The quantum algorithm is returned as a list of $O(n^3)$ two-level operations in matrix form.
These could each be decomposed into $O(n\log(n/\epsilon))$ Clifford+T operators using a universal unitary decomposition algorithm such as given in \href{arXiv:1306.3200}{arXiv:1306.3200}, for a total operation count of $O(n^4\log(n/\epsilon))$ and overall error bounded by $\epsilon$.
The quantum algorithm uses $2\lfloor\log_2(n)\rfloor-1$ ancillary qubits for a total register of $n+2\lfloor\log_2(n)\rfloor-1$ qubits.

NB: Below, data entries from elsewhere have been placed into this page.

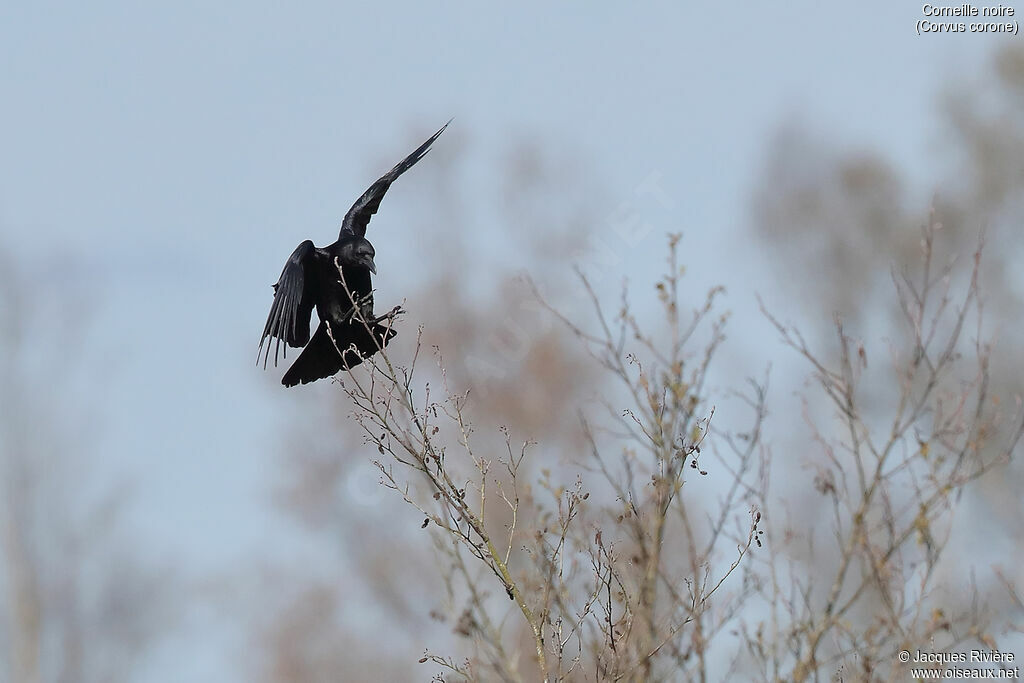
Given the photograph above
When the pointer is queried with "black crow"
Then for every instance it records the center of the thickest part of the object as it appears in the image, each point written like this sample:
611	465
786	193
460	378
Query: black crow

The Schur transform maps the standard computational basis to a basis composed of a direct sum of irreducible modules for the unitary and symmetric groups.
Equivalently, it maps individual spin eigenvectors to eigenvectors of the composite spin for the whole register.
We assume that the initial register written as a vector has form $$(\text{ancillary qubits})\otimes(\text{computational qubits})$$.
The output vector will be organized by subspaces with distinct values of composite total spin.
An auxiliary algorithm to calculate the locations of the output states is provided.
\section*{Python implementation}
Runs with Python 3.2+.
The main procedure in ``schurtransform.py" is \emph{schuralg(n)}, which returns a list of $O(n^3)$ elements with form $entry_i=[t_i,R_i,b_i]$.
Each $R_i$ is a one- or two-level rotation such that $\prod_i\textbf{I}_{2^{t_i}}\otimes R_i\otimes\textbf{I}_{2^{b_i}}$ gives the Schur transform ($\textbf{I}_d$ is the identity matrix of dimension $d$).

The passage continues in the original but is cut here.